I am not a tourist guide

A short interview between Erhard Metz from the Frankfurt Feuilleton and Aris Kalaizis about the origin of the Bartholomew-painting as well as the presentation in the Frankfurt cathedral

Friend and model: Joe Steffen Thier as Bartholomew in the studio with artificial skin before painting
Friend and model: Joe Steffen Thier as Bartholomew in the studio with artificial skin before painting

Metz: How did the idea of painting the legend of Bartholomew the Apostle come about?

Kalaizis: It happened fairly early on, during my exhibition at Frankfurt Cathedral Museum in 2014. Professor August Heuser gave me a tour of the nave. Over coffee afterwards, he asked me half-seriously whether I could imagine painting St Bartholomew. Later on, this light-hearted suggestion turned into a serious venture.
M: What happened next?

K: When things took shape much later, I told him that I wasn’t a tour guide who could objectively show places from times past without adding my own take. Even historical material like this needs to be updated and depicted in the realms of eschatology. I told him that if I could translate the story into the modern era in a manner showing both my time and the church in its time, I could well imagine telling the legend of St Bartholomew.

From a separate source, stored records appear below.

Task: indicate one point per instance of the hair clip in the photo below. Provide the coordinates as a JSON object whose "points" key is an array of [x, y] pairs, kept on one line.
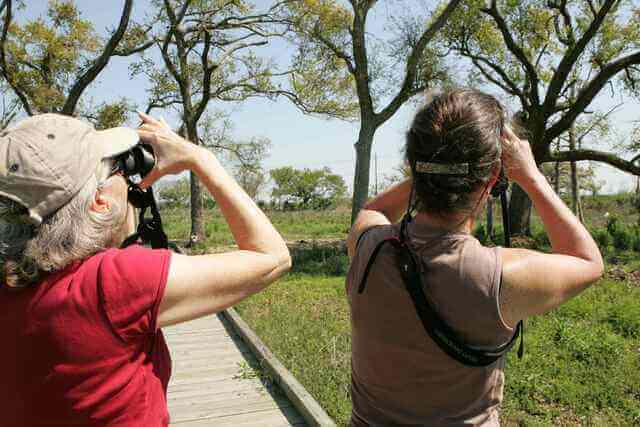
{"points": [[443, 168]]}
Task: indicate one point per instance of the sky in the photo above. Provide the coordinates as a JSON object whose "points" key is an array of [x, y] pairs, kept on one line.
{"points": [[298, 140]]}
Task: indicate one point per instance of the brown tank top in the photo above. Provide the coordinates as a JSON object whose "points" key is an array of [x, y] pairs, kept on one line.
{"points": [[399, 375]]}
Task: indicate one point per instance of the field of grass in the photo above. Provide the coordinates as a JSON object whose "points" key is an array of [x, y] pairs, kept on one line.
{"points": [[581, 363], [306, 225]]}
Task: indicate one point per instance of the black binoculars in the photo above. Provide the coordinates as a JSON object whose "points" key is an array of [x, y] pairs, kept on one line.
{"points": [[137, 161]]}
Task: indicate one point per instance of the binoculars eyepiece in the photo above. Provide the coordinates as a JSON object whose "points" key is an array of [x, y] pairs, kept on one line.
{"points": [[137, 161]]}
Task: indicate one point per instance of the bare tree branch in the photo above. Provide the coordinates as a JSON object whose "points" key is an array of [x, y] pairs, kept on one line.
{"points": [[6, 5], [594, 155], [413, 61], [517, 51], [98, 65], [572, 55], [589, 92]]}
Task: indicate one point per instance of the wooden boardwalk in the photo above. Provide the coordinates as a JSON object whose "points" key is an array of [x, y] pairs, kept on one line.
{"points": [[215, 383]]}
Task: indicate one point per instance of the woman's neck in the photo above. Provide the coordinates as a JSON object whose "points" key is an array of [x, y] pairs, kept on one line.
{"points": [[457, 223]]}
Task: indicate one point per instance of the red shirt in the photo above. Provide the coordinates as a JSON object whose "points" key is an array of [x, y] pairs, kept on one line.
{"points": [[83, 346]]}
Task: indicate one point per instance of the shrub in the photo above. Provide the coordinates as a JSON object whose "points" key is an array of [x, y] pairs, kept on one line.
{"points": [[602, 238], [612, 224], [480, 233], [635, 241], [621, 239], [541, 239]]}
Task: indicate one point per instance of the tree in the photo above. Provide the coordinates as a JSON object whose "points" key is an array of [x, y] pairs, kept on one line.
{"points": [[337, 59], [542, 52], [315, 189], [208, 52], [243, 157], [10, 106], [49, 63]]}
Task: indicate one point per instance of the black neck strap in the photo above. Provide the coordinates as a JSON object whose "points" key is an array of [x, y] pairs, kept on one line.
{"points": [[440, 332], [149, 230]]}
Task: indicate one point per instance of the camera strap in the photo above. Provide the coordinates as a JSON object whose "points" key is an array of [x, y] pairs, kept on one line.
{"points": [[150, 230], [439, 331]]}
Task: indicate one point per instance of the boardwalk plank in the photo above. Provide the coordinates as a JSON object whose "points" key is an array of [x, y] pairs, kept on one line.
{"points": [[211, 384]]}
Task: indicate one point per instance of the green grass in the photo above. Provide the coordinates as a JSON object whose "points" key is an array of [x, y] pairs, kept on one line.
{"points": [[305, 225], [581, 364]]}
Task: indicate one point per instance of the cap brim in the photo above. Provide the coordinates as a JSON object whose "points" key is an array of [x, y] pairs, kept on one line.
{"points": [[114, 141]]}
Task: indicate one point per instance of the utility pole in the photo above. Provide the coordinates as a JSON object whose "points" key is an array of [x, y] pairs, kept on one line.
{"points": [[375, 159]]}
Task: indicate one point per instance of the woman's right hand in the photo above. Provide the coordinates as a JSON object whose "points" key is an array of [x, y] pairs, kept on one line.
{"points": [[172, 152], [517, 158]]}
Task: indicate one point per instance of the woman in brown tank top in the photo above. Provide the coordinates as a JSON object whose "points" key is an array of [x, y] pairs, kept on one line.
{"points": [[456, 147]]}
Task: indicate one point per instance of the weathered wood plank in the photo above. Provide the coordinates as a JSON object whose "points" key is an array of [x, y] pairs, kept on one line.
{"points": [[212, 383], [268, 418]]}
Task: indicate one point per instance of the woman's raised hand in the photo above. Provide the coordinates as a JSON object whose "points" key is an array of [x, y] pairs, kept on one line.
{"points": [[517, 158], [172, 152]]}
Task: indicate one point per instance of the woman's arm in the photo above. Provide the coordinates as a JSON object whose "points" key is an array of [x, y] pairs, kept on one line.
{"points": [[386, 208], [205, 284], [535, 282]]}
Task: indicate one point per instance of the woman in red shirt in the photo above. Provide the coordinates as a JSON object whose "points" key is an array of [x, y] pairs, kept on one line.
{"points": [[80, 319]]}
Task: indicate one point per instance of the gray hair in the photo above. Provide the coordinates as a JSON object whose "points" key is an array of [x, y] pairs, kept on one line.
{"points": [[72, 233]]}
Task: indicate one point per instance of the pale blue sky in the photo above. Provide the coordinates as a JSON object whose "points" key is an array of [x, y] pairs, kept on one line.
{"points": [[297, 139]]}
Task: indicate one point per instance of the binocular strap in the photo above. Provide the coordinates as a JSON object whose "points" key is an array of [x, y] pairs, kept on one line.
{"points": [[439, 331]]}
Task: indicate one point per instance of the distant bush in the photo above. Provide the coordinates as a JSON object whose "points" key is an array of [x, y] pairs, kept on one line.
{"points": [[622, 239], [602, 238], [480, 233], [635, 244], [319, 258], [612, 224], [541, 239]]}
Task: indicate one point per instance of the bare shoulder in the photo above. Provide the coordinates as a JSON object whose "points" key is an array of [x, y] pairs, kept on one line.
{"points": [[534, 282]]}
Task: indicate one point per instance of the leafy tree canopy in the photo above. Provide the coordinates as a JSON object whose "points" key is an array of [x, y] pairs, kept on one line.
{"points": [[306, 188]]}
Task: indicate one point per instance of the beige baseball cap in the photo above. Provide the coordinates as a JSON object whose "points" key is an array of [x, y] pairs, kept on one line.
{"points": [[46, 159]]}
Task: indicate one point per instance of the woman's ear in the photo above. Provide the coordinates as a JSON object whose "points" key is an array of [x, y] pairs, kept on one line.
{"points": [[495, 174], [101, 203]]}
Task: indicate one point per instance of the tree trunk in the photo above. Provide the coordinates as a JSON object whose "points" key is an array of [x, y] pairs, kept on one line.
{"points": [[519, 211], [490, 218], [197, 218], [575, 187], [363, 168]]}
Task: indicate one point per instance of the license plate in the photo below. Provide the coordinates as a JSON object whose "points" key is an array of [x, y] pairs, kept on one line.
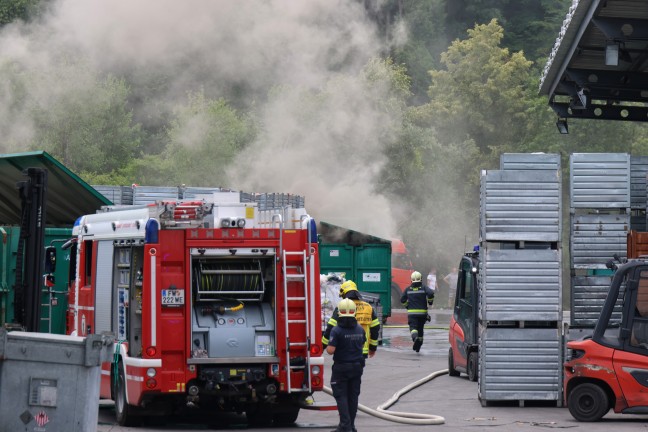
{"points": [[172, 297]]}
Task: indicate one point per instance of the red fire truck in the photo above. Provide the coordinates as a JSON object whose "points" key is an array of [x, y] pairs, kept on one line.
{"points": [[214, 307]]}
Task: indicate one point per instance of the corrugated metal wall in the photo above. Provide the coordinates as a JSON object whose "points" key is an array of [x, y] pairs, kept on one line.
{"points": [[520, 280], [600, 180], [603, 188], [521, 205], [521, 364], [522, 285]]}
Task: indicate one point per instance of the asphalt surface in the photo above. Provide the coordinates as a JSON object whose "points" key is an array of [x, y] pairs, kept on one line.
{"points": [[396, 366]]}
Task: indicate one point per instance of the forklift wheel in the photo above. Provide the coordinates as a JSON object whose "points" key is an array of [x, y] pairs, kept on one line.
{"points": [[588, 402], [472, 366], [451, 370]]}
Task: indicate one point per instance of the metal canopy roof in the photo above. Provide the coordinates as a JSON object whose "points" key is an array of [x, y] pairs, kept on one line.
{"points": [[598, 68], [68, 197]]}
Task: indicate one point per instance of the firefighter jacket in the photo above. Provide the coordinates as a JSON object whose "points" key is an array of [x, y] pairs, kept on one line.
{"points": [[366, 317], [416, 299]]}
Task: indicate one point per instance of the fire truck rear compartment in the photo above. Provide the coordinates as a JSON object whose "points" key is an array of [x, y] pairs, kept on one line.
{"points": [[232, 313]]}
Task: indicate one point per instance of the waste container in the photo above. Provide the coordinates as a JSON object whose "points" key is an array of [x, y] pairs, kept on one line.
{"points": [[50, 383]]}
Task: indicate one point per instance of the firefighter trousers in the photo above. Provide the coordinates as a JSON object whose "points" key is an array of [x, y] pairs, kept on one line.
{"points": [[345, 383], [416, 324]]}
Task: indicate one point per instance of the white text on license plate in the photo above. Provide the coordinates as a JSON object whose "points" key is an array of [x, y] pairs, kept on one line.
{"points": [[172, 297]]}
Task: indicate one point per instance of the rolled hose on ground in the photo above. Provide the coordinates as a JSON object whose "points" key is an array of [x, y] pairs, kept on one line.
{"points": [[402, 417]]}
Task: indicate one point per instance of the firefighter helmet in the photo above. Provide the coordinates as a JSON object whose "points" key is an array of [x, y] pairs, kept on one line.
{"points": [[346, 308], [346, 287]]}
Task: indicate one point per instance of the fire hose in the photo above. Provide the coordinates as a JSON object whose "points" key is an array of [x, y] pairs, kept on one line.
{"points": [[402, 417]]}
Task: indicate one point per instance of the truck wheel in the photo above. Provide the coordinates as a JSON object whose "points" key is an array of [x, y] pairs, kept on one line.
{"points": [[472, 366], [588, 402], [125, 413], [451, 370]]}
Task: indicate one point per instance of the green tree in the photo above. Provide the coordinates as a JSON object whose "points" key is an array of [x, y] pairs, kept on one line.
{"points": [[481, 94], [85, 122], [12, 10], [204, 138]]}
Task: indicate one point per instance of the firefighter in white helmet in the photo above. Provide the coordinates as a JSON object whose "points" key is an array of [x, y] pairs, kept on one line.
{"points": [[347, 340], [416, 298], [365, 315]]}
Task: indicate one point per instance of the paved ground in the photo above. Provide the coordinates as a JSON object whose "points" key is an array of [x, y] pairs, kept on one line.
{"points": [[396, 366]]}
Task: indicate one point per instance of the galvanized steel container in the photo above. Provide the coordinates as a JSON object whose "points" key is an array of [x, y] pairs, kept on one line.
{"points": [[520, 364], [638, 171], [599, 180], [50, 382], [521, 285], [530, 161], [119, 195], [150, 194], [520, 205], [588, 295], [595, 238]]}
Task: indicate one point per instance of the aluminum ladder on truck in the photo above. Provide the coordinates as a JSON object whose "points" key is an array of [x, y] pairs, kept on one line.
{"points": [[297, 272]]}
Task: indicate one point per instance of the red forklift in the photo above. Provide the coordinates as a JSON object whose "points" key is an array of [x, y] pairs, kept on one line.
{"points": [[463, 354], [609, 370]]}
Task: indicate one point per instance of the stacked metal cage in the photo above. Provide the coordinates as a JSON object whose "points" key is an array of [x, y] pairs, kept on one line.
{"points": [[600, 215], [143, 195], [520, 280]]}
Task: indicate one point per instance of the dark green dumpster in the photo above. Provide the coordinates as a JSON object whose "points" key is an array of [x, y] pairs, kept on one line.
{"points": [[363, 258]]}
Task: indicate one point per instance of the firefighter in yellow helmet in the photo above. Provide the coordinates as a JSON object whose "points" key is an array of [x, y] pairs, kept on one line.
{"points": [[347, 339], [365, 315], [416, 298]]}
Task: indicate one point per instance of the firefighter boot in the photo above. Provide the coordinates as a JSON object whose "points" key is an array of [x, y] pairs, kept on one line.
{"points": [[414, 334]]}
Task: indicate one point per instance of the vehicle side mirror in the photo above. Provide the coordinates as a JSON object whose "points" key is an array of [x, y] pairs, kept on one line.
{"points": [[624, 333], [50, 259]]}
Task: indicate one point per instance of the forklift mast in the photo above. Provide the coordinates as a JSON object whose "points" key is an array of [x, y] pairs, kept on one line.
{"points": [[29, 259]]}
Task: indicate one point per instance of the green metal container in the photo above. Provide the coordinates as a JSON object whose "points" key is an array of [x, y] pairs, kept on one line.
{"points": [[54, 303], [363, 258]]}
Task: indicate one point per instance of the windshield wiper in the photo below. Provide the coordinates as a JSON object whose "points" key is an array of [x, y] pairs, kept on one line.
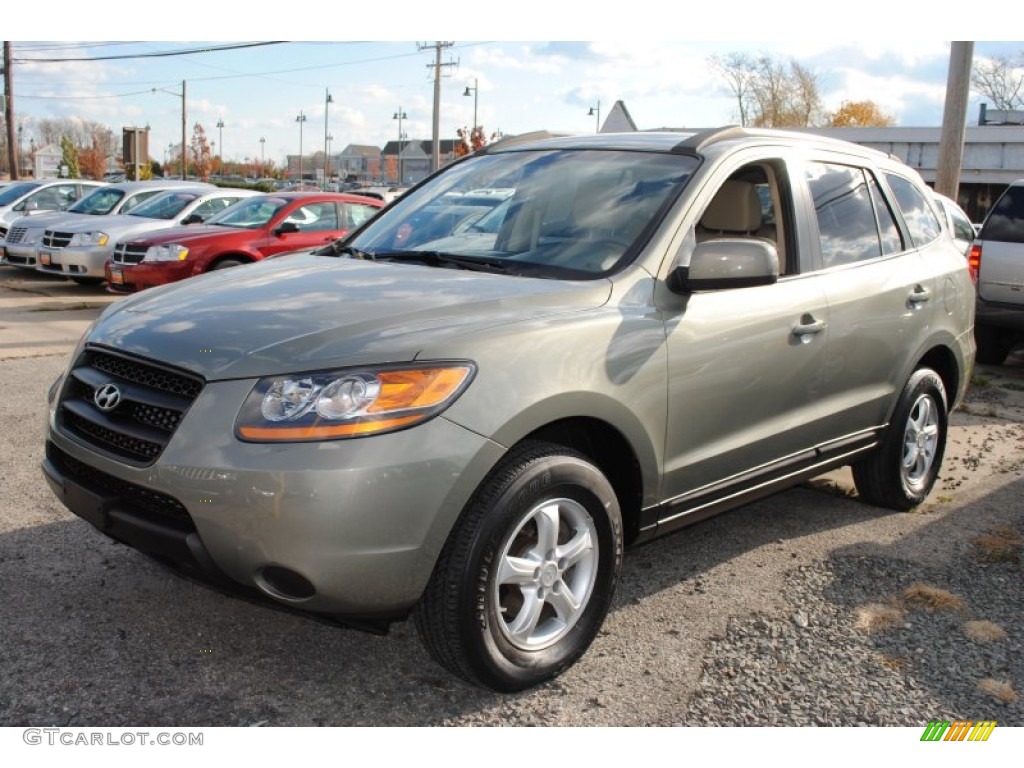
{"points": [[436, 258], [337, 249]]}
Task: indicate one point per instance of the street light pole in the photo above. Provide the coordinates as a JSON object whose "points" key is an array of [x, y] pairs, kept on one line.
{"points": [[184, 122], [476, 92], [327, 163], [300, 120], [220, 143], [399, 116], [597, 121]]}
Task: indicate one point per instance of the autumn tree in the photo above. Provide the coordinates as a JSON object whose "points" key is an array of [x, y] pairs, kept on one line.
{"points": [[770, 92], [202, 159], [471, 140], [854, 114], [1000, 80], [69, 157]]}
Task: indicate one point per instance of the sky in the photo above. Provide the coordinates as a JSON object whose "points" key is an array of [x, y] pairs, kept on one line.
{"points": [[521, 84]]}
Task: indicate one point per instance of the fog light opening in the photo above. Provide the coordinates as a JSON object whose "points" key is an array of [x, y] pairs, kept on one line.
{"points": [[285, 584]]}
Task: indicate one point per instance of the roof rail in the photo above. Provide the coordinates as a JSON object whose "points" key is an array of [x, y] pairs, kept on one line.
{"points": [[695, 143]]}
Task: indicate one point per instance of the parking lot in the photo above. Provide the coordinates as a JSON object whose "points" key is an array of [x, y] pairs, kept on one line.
{"points": [[755, 617]]}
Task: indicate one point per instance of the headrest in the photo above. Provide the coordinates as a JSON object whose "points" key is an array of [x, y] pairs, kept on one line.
{"points": [[736, 208]]}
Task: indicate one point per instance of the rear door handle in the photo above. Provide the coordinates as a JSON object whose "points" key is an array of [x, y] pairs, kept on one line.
{"points": [[919, 295], [808, 328]]}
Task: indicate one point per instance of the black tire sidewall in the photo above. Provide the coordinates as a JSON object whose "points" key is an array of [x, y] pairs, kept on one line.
{"points": [[924, 381], [494, 658]]}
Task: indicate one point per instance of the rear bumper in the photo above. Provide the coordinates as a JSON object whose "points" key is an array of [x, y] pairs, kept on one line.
{"points": [[999, 314], [77, 261]]}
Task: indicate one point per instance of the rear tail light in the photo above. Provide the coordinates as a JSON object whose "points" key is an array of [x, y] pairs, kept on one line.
{"points": [[974, 261]]}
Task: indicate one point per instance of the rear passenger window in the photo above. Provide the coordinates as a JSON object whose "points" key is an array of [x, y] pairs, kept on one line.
{"points": [[1006, 222], [847, 225], [918, 214]]}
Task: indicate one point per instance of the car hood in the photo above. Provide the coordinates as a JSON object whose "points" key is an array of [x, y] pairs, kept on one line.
{"points": [[50, 218], [312, 312], [186, 235], [115, 225]]}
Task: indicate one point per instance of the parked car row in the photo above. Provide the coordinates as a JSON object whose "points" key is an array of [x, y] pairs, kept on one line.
{"points": [[465, 413], [117, 233]]}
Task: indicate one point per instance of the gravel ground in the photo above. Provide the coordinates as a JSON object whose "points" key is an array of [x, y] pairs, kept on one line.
{"points": [[754, 617]]}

M: Doesn’t this approach clash with an institution that regards itself as a guardian of the past?

K: Undoubtedly. Even so, I’m optimistic. My confidence stems from my encounter with the individual. Let’s see what happens when my painting is displayed in Frankfurt Cathedral Museum. Let’s see how the Dean of Frankfurt reacts to it – not to mention the people of Frankfurt.

M: Were you familiar with the legend of Bartholomew the Apostle?

K: Yes, very much so. After all, I’m a fan of Stefan Lochner and an even bigger fan of Spanish Baroque. I’ve always been a great admirer of Jusepe de Ribera’s tremendous paintings. When I decided to paint this picture, there were two problems to be overcome: the old magic, which really doesn’t need to be shown again, and the difficulty of dealing with historical characters. It’s a tricky area because it’s hard to avoid slipping into glorification or even transfiguration. Like in my painting of the Pope entitled ‘make/believe’, I was interested in finding a third way – an approach for those seeking other possibilities without over-hasty rejection or approval. But there was another important reason for tackling the painting of St Bartholomew: to use painting to counter the lack of a sense of history nowadays. St Bartholomew seemed ideal for this purpose.

M: Were you inspired by any paintings inside Frankfurt Cathedral, such as the one by Onghers?

K: No, Onghers didn’t interest me in the slightest. There are all sorts of wild stories about the ways in which St Bartholomew was tortured and killed. I approached the subject under the premise of creating an ultimately formally compelling picture. Without this in mind as a painter, you might as well not bother. Whether the accounts which have come down to us are helpful or not or historically accurate was secondary to me. It was far more important from the outset to paint the martyrdom of Bartholomew as convincingly as possible, as if it could only have happened in this and no other way.

M: Is there a connection between your painting of St Bartholomew and your own biography?

K: Of course. My life story is closely interwoven with the production of my paintings. I always combine a great deal with my pictures. You might say I live my paintings. I don’t have several pictures on the go in my studio. There’s always just the one canvas – and that’s the one on my easel. You can see from this that I feel the urge to to develop an intensive, almost contemplative relationship with the picture I have in mind in order to be able to work on my level. And that’s also to be seen in my life. I don’t gain much from chatting to people here and there. But I do gain an awful lot when the familiarity of one-on-one conversation leads to something like a revelation. This gives me plenty of energy for my daily life. As Lucius Annaeus Seneca put it: “To be everywhere is to be nowhere.”

Erhard Metz was born in North Hesse in 1944 and worked for the ARD consortium of public broadcasters in Germany. After retiring as ARD’s director of radio, he launched the arts portal ‘FeuilletonFrankfurt’ (www.feuilletonfrankfurt.de).